Bola is also recognised for her advocacy in digital literacy, raising awareness about the dangers of fake news in various public forums. She is an advocate for good governance and supports the principles of effective, ethical, and accountable management within governments. Additionally, Bola is a strong proponent of gender and youth inclusion in politics, emphasising the need for increased participation and representation of women and young people in Nigerian political processes and decision-making.

== Background ==
Bola is from Iludun-Oro in Irepodun Local Government Area of Kwara State.

== Education and professional affiliations ==
Bola attended Comprehensive High School in Iludun-Oro and holds a degree in Land Survey and Geoinformatics from Ahmadu Bello University, Zaria. She is also a member of the Nigerian Institute of Public Relations (NIPR).

== Role as commissioner ==
As the State Commissioner for Communications (Arts, Culture, Tourism, Information, and Creative Economy), Bola Olukoju has been actively involved in several key initiatives and events. She serves as one of the steering committee members for implementing the Adolescent Girls Initiative for Learning and Empowerment (AGILE) Project, a collaboration between the Federal Government of Nigeria and the World Bank. The project aims to improve access to quality secondary education for adolescent girls in Kwara State.

In November 2023, she was part of the Kwara State delegation that accompanied Governor AbdulRahman AbdulRazaq to the Intra-African Trade Fair in Cairo, Egypt. During this event, the Kwara State Government signed a partnership deal with the Nigerian Export-Import Bank (NEXIM) to facilitate export-related industrialisation and promote investment in the state's local resources.

In March 2024, she received the Excellence in Corporate Governance Award at the Nigeria Institute of Public Relations (NIPR) National Spokespersons Awards in Abuja, on behalf of the Kwara State Government.

The following month, in April 2024, she was elected Treasurer of the Forum of Commissioners for Culture, Tourism, Arts, Heritage, and Creative Economy in Nigeria during a meeting of the Forum held in Abuja.

In May 2024, she presided over the Kwara State Government's first-ever Inter-Ministerial Press Briefing, where the administration's achievements during the first year of Governor AbdulRazaq's second term were presented.

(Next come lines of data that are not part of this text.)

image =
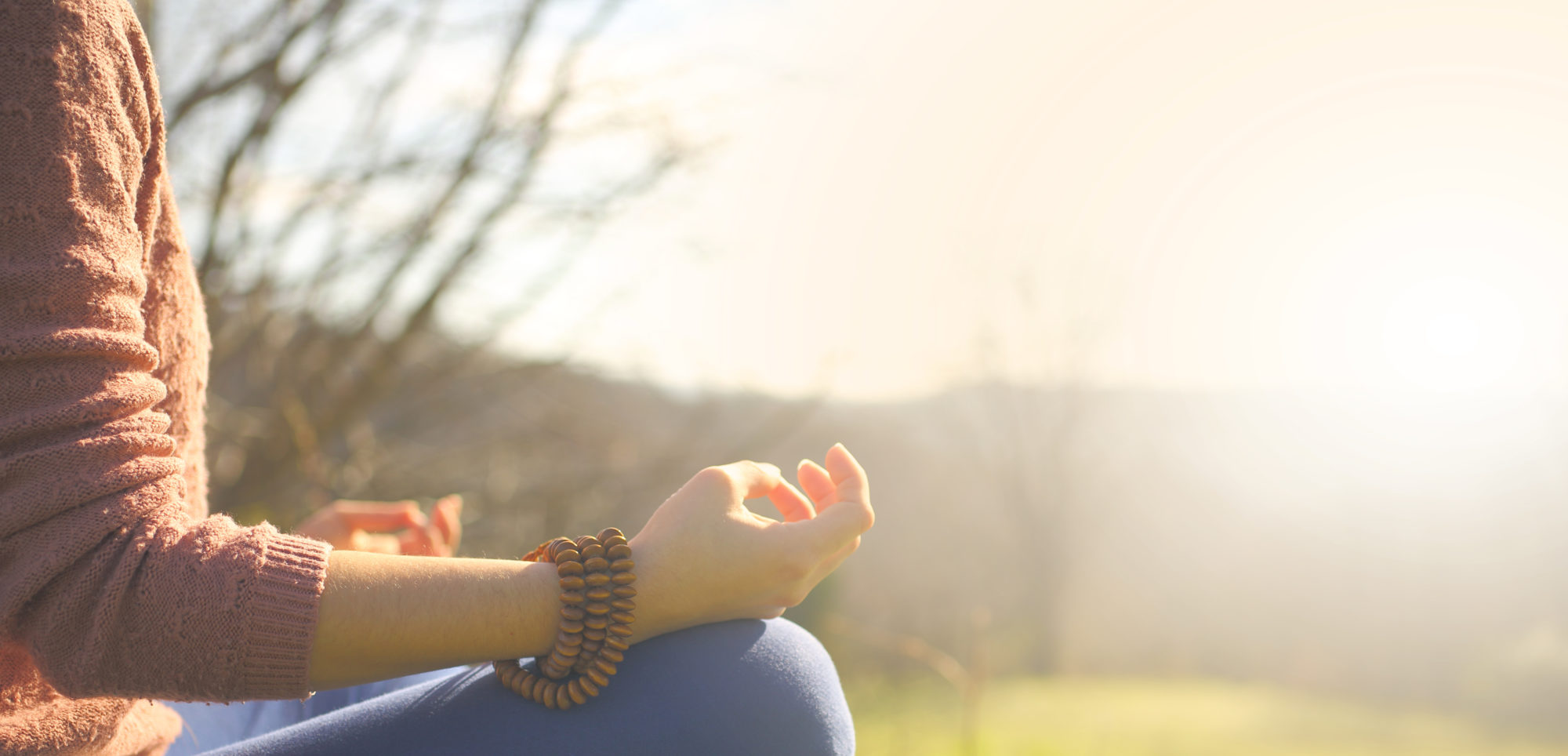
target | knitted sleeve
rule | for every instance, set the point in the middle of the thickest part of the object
(104, 576)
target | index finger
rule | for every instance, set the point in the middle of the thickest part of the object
(835, 528)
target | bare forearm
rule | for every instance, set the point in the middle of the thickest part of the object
(388, 616)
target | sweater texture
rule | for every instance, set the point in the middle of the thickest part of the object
(115, 584)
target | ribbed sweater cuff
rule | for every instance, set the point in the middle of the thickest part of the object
(283, 608)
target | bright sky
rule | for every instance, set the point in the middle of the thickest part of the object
(1367, 195)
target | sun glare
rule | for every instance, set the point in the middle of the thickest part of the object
(1451, 297)
(1451, 335)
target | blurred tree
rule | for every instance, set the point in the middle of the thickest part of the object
(344, 169)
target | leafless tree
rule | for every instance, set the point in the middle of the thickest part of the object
(344, 169)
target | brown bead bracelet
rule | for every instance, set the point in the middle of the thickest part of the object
(597, 581)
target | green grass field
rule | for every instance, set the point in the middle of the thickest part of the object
(1122, 718)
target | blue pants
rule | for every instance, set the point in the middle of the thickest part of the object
(747, 686)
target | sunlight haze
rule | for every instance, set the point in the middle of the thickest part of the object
(901, 197)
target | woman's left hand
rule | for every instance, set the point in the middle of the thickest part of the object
(388, 528)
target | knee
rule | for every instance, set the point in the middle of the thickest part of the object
(764, 686)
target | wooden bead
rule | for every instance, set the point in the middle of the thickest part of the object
(557, 547)
(576, 691)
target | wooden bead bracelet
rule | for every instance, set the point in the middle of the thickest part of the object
(597, 581)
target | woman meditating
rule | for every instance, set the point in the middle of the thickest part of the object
(120, 594)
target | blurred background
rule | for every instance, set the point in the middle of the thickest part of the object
(1208, 357)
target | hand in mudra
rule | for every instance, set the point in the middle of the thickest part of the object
(705, 558)
(388, 528)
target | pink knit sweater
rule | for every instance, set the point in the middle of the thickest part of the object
(115, 584)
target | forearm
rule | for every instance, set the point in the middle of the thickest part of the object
(388, 616)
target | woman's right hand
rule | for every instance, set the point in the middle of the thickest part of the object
(705, 558)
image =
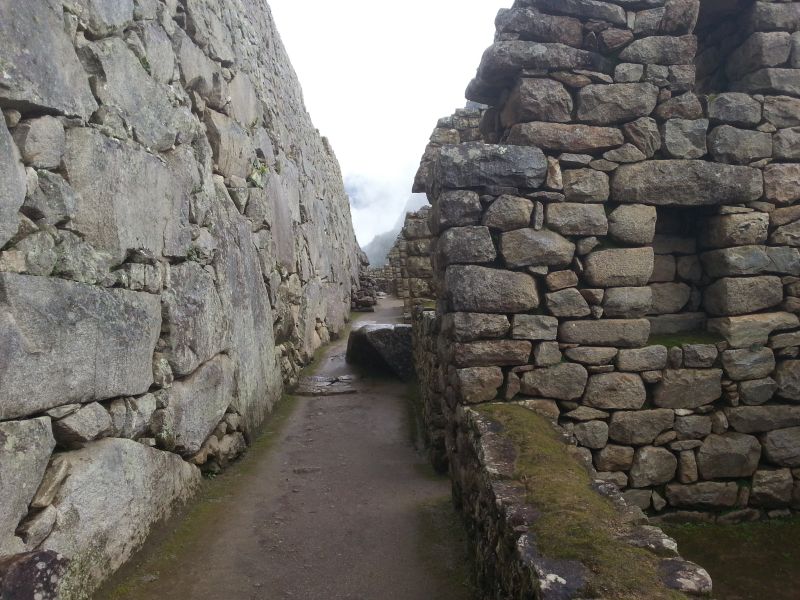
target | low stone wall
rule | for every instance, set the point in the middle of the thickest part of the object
(504, 528)
(175, 244)
(426, 326)
(617, 247)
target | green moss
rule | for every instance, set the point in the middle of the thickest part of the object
(575, 523)
(443, 546)
(679, 339)
(173, 541)
(746, 560)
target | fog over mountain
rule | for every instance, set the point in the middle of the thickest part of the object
(379, 247)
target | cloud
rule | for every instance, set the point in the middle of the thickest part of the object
(376, 77)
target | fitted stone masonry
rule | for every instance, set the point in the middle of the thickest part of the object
(631, 266)
(175, 244)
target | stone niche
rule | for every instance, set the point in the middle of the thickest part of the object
(621, 249)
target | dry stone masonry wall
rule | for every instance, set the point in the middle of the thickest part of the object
(620, 249)
(175, 243)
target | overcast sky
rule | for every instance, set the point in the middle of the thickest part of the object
(376, 77)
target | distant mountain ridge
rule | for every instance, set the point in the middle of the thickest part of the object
(379, 247)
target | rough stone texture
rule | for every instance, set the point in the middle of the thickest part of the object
(473, 165)
(652, 466)
(685, 183)
(688, 388)
(198, 329)
(137, 484)
(100, 342)
(615, 391)
(12, 193)
(619, 267)
(523, 247)
(481, 289)
(616, 103)
(561, 382)
(728, 455)
(52, 78)
(172, 171)
(25, 448)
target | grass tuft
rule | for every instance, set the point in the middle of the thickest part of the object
(576, 523)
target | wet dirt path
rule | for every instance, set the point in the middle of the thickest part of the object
(333, 501)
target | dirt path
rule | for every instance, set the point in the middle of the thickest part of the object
(333, 502)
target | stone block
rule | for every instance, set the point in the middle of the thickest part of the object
(537, 100)
(569, 218)
(746, 330)
(614, 458)
(534, 327)
(620, 333)
(640, 427)
(738, 296)
(650, 358)
(728, 144)
(606, 104)
(669, 297)
(524, 247)
(51, 79)
(198, 403)
(86, 324)
(474, 165)
(782, 182)
(140, 486)
(652, 466)
(627, 302)
(456, 208)
(746, 363)
(772, 488)
(478, 384)
(728, 455)
(585, 185)
(465, 245)
(685, 138)
(567, 303)
(504, 214)
(782, 447)
(491, 353)
(624, 391)
(24, 453)
(632, 224)
(470, 288)
(735, 109)
(557, 137)
(566, 381)
(685, 183)
(619, 267)
(688, 388)
(467, 327)
(703, 495)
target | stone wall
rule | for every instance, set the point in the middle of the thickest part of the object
(175, 243)
(620, 248)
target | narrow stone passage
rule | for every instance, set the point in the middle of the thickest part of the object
(333, 503)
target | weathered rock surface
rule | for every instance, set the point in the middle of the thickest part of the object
(198, 403)
(100, 342)
(25, 448)
(685, 183)
(481, 289)
(137, 484)
(382, 346)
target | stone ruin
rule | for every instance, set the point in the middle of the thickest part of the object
(175, 244)
(620, 250)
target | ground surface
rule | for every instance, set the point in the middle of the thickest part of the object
(749, 561)
(333, 501)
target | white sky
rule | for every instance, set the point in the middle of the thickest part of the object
(377, 76)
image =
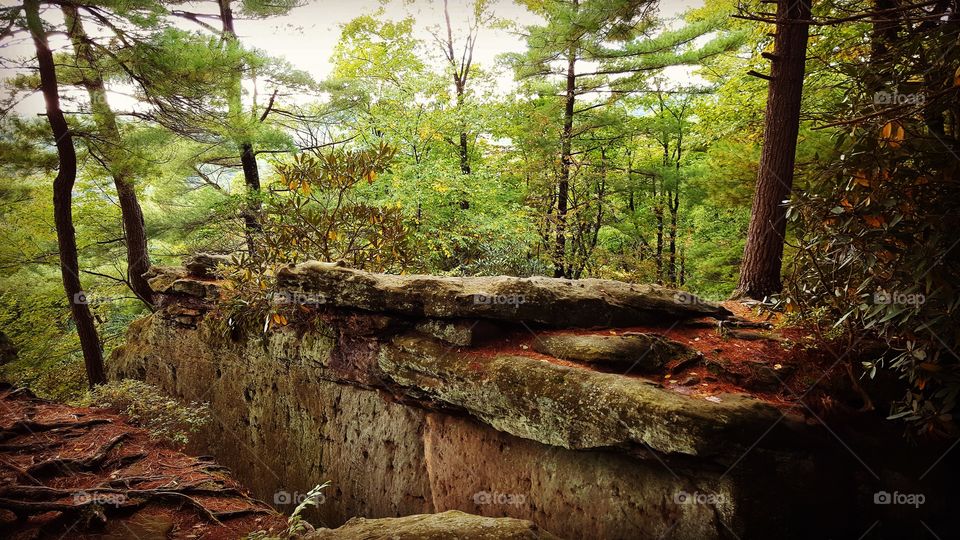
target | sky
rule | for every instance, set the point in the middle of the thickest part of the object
(307, 35)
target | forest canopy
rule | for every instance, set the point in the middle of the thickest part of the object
(619, 139)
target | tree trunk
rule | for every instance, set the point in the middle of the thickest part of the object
(135, 235)
(763, 253)
(566, 162)
(248, 158)
(674, 205)
(63, 199)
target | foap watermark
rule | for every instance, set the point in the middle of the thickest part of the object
(909, 499)
(285, 497)
(499, 299)
(687, 299)
(495, 497)
(696, 497)
(884, 97)
(298, 298)
(99, 498)
(898, 298)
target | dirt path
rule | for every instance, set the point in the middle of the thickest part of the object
(77, 472)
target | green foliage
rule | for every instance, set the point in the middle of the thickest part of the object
(297, 526)
(145, 406)
(875, 224)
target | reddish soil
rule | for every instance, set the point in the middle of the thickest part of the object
(776, 365)
(78, 472)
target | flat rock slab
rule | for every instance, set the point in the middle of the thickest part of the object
(550, 301)
(451, 524)
(642, 353)
(576, 408)
(464, 333)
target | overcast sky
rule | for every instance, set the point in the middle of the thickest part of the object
(307, 35)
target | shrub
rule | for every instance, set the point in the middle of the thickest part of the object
(144, 405)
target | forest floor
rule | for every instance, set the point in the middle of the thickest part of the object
(79, 472)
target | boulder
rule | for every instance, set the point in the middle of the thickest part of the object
(541, 300)
(451, 524)
(637, 352)
(576, 408)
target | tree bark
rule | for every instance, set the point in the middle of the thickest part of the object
(248, 158)
(63, 199)
(763, 253)
(135, 235)
(566, 161)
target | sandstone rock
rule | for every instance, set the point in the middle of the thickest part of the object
(464, 333)
(451, 524)
(549, 301)
(205, 264)
(576, 408)
(192, 287)
(638, 352)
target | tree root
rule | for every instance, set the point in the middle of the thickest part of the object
(71, 465)
(32, 500)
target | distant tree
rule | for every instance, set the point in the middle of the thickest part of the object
(108, 148)
(763, 253)
(459, 64)
(595, 53)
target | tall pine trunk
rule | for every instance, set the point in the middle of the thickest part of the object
(248, 158)
(135, 235)
(763, 253)
(63, 199)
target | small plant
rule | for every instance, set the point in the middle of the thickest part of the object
(147, 407)
(296, 525)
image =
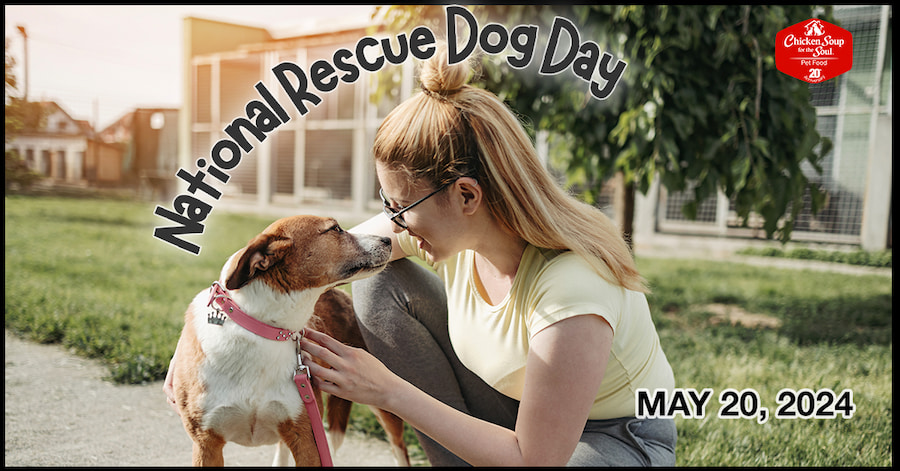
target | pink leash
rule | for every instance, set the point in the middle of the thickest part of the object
(227, 306)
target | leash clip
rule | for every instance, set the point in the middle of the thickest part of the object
(301, 368)
(215, 317)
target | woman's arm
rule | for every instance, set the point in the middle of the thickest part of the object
(381, 226)
(565, 367)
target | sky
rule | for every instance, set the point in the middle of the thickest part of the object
(100, 62)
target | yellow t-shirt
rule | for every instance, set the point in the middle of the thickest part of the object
(550, 285)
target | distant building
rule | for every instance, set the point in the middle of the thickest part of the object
(58, 150)
(147, 139)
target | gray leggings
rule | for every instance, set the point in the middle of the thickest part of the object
(402, 313)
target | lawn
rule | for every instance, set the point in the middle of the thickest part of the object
(88, 274)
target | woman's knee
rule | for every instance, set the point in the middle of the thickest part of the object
(401, 287)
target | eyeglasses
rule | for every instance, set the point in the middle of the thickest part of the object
(397, 216)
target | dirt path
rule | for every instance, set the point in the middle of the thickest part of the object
(60, 412)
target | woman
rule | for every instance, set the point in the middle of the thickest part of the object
(528, 345)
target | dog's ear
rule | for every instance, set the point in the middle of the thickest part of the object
(263, 252)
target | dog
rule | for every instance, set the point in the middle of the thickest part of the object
(233, 385)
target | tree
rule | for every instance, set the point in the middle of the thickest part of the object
(19, 115)
(700, 104)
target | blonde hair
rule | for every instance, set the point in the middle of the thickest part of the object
(451, 129)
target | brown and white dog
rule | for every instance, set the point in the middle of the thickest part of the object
(232, 385)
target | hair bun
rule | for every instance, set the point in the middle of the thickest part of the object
(438, 76)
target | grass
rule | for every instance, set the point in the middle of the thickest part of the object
(878, 259)
(87, 273)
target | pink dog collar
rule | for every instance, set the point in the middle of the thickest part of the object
(227, 306)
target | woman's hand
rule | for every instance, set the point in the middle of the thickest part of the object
(354, 375)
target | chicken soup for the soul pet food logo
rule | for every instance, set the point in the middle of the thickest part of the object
(814, 50)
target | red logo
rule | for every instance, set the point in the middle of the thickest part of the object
(814, 50)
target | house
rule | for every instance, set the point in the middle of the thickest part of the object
(147, 141)
(59, 150)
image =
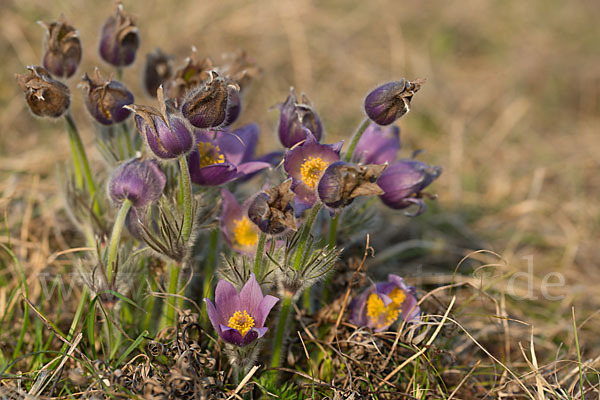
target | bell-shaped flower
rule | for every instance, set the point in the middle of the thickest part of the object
(239, 319)
(305, 164)
(384, 303)
(403, 183)
(240, 233)
(221, 157)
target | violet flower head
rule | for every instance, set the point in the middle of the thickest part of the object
(222, 157)
(239, 319)
(167, 133)
(139, 181)
(240, 233)
(403, 183)
(384, 303)
(295, 117)
(378, 145)
(391, 101)
(305, 164)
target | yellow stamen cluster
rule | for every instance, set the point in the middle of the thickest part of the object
(241, 321)
(311, 170)
(244, 232)
(209, 154)
(382, 315)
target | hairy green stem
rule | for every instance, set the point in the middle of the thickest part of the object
(115, 237)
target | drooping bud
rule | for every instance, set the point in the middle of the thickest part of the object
(272, 210)
(342, 182)
(295, 117)
(119, 39)
(62, 48)
(167, 133)
(391, 101)
(157, 71)
(45, 96)
(139, 181)
(214, 104)
(106, 99)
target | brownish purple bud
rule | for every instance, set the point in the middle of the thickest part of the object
(157, 71)
(106, 99)
(272, 210)
(45, 96)
(342, 182)
(62, 48)
(391, 101)
(214, 104)
(119, 39)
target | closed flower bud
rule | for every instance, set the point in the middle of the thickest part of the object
(119, 39)
(157, 71)
(62, 48)
(214, 104)
(139, 181)
(168, 134)
(391, 101)
(45, 96)
(272, 211)
(106, 100)
(342, 182)
(295, 117)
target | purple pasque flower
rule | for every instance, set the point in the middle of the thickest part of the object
(384, 303)
(167, 133)
(306, 164)
(240, 233)
(295, 117)
(240, 318)
(221, 157)
(378, 145)
(139, 181)
(403, 183)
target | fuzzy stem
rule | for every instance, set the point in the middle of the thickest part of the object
(187, 198)
(286, 306)
(81, 158)
(355, 138)
(114, 238)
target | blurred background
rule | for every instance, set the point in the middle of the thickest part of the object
(510, 110)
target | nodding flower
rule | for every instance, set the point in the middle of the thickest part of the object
(384, 303)
(221, 156)
(239, 319)
(391, 101)
(305, 164)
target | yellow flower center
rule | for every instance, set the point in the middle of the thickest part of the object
(382, 315)
(244, 232)
(241, 321)
(312, 169)
(209, 154)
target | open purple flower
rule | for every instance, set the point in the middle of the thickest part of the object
(378, 145)
(306, 164)
(403, 183)
(240, 233)
(384, 303)
(221, 157)
(240, 318)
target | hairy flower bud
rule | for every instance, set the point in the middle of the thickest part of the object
(391, 101)
(62, 48)
(214, 104)
(342, 182)
(139, 181)
(272, 211)
(157, 71)
(295, 117)
(119, 39)
(45, 96)
(106, 99)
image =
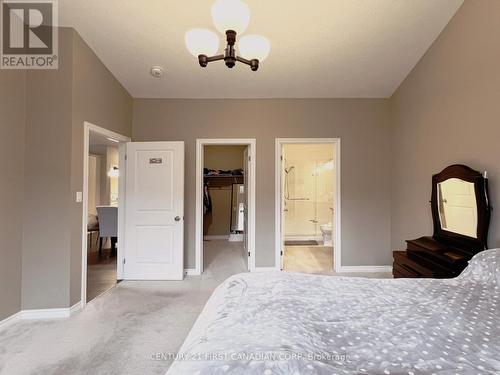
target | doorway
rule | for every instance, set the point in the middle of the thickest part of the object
(225, 205)
(308, 205)
(102, 167)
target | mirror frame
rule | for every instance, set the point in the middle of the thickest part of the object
(461, 241)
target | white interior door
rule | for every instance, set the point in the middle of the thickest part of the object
(154, 211)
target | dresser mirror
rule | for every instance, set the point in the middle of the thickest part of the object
(460, 207)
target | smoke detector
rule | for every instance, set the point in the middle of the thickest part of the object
(157, 71)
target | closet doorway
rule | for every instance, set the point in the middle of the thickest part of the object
(225, 205)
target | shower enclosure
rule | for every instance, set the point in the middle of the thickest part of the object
(308, 190)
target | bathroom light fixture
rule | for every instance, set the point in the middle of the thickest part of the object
(231, 17)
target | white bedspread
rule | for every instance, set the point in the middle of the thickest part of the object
(283, 323)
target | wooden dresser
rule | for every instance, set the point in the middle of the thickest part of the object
(461, 215)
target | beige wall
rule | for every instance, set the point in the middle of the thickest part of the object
(363, 126)
(12, 130)
(47, 198)
(100, 99)
(56, 105)
(447, 111)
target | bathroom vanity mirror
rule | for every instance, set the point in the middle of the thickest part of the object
(460, 207)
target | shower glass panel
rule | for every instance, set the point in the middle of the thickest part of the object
(308, 191)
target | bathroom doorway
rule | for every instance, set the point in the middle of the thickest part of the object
(308, 209)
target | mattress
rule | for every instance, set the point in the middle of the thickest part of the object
(284, 323)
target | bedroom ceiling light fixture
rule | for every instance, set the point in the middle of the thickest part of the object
(230, 17)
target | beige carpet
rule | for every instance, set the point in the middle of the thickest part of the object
(120, 331)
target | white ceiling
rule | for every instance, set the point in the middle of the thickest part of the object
(319, 49)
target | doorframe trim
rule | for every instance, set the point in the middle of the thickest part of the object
(200, 143)
(87, 128)
(337, 216)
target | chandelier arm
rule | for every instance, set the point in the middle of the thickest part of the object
(204, 59)
(215, 58)
(254, 63)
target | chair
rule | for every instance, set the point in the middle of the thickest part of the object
(108, 226)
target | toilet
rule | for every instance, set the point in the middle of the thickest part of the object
(326, 231)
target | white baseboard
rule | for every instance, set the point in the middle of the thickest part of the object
(191, 272)
(36, 314)
(215, 237)
(75, 308)
(45, 314)
(10, 320)
(366, 269)
(265, 269)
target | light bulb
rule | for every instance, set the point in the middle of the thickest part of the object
(254, 47)
(231, 15)
(202, 42)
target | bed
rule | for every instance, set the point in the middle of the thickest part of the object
(284, 323)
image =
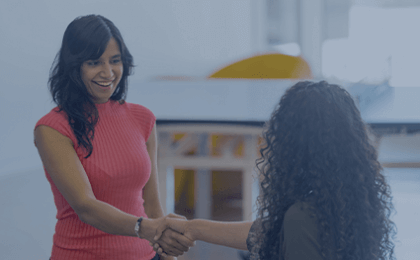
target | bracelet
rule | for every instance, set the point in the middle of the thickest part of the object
(137, 226)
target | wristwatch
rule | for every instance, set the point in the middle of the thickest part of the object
(137, 226)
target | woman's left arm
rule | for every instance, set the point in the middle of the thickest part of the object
(152, 207)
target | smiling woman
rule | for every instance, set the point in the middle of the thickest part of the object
(102, 173)
(101, 77)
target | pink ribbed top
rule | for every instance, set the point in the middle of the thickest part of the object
(118, 169)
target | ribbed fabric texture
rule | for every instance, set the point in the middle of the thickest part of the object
(118, 169)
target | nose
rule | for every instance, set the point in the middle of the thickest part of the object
(106, 71)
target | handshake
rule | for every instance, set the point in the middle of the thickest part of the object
(170, 235)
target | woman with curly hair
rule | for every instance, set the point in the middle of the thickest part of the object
(323, 195)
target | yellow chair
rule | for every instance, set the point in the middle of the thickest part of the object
(267, 66)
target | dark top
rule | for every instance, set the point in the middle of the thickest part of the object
(298, 235)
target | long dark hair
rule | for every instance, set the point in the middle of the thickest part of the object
(316, 143)
(85, 38)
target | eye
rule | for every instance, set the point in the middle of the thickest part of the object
(92, 63)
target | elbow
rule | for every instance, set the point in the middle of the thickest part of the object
(85, 211)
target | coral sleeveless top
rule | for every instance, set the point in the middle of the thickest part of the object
(118, 169)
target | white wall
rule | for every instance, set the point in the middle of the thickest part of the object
(188, 38)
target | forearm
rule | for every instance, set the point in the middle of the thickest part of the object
(153, 210)
(107, 218)
(230, 234)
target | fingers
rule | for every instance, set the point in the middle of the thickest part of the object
(168, 249)
(173, 215)
(159, 230)
(170, 244)
(182, 240)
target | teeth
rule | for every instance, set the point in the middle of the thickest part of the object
(104, 84)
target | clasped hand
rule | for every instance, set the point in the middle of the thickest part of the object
(171, 236)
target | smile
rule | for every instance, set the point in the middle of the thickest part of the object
(103, 84)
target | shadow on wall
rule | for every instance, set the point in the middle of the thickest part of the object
(27, 216)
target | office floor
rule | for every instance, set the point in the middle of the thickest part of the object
(27, 218)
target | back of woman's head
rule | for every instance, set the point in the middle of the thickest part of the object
(86, 38)
(317, 149)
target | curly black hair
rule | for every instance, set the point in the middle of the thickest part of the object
(85, 38)
(317, 143)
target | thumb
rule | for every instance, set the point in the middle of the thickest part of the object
(159, 231)
(173, 215)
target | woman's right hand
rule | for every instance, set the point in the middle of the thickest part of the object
(173, 223)
(171, 240)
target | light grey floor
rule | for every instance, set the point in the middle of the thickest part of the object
(27, 218)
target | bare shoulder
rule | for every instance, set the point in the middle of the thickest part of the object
(45, 135)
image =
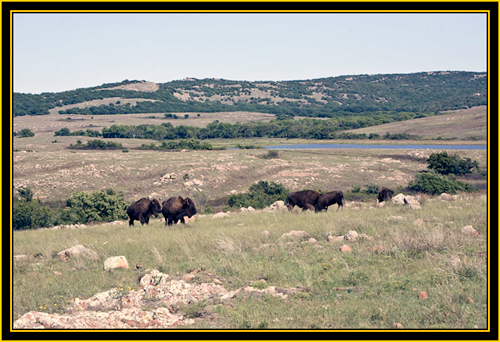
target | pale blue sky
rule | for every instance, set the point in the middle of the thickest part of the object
(58, 52)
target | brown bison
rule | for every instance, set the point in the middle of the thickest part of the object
(384, 194)
(305, 199)
(142, 210)
(175, 208)
(330, 198)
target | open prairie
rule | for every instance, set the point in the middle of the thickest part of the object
(465, 124)
(414, 269)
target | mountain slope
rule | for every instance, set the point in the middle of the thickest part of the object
(325, 97)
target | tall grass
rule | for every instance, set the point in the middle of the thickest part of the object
(375, 286)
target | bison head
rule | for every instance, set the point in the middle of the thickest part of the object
(188, 207)
(155, 207)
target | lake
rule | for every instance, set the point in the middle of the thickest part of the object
(413, 147)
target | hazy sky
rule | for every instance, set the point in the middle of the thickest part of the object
(57, 52)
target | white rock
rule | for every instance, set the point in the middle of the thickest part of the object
(115, 262)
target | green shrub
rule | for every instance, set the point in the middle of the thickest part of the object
(25, 133)
(96, 145)
(433, 183)
(372, 188)
(446, 164)
(259, 195)
(270, 154)
(98, 206)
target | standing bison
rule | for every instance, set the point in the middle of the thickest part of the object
(305, 199)
(384, 194)
(330, 198)
(142, 210)
(175, 208)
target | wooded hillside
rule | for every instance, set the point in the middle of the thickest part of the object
(425, 92)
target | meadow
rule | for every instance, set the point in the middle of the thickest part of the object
(374, 286)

In August 2024, Bola was named as a member of the 18-member Kwara State Minimum Wage Tripartite Committee. The committee was constituted by Governor AbdulRazaq to work out the consequential adjustments required following the new national minimum wage of ₦70,000.

== Recognition ==
In July 2024, Bola was named one of the Top 50 Nigerians shaping the future of communications, recognised for driving innovation and impact across Nigeria and the diaspora. She was ranked 3rd on the 2024 PR Power List, compiled by GLG Communications in partnership with The Guardian newspaper.

Bola was a featured fireside speaker and award recipient at the 9th Lagos Digital PR Summit, an event held at the Muson Centre in Onikan, Lagos, which celebrated notable contributions to public relations and digital communications.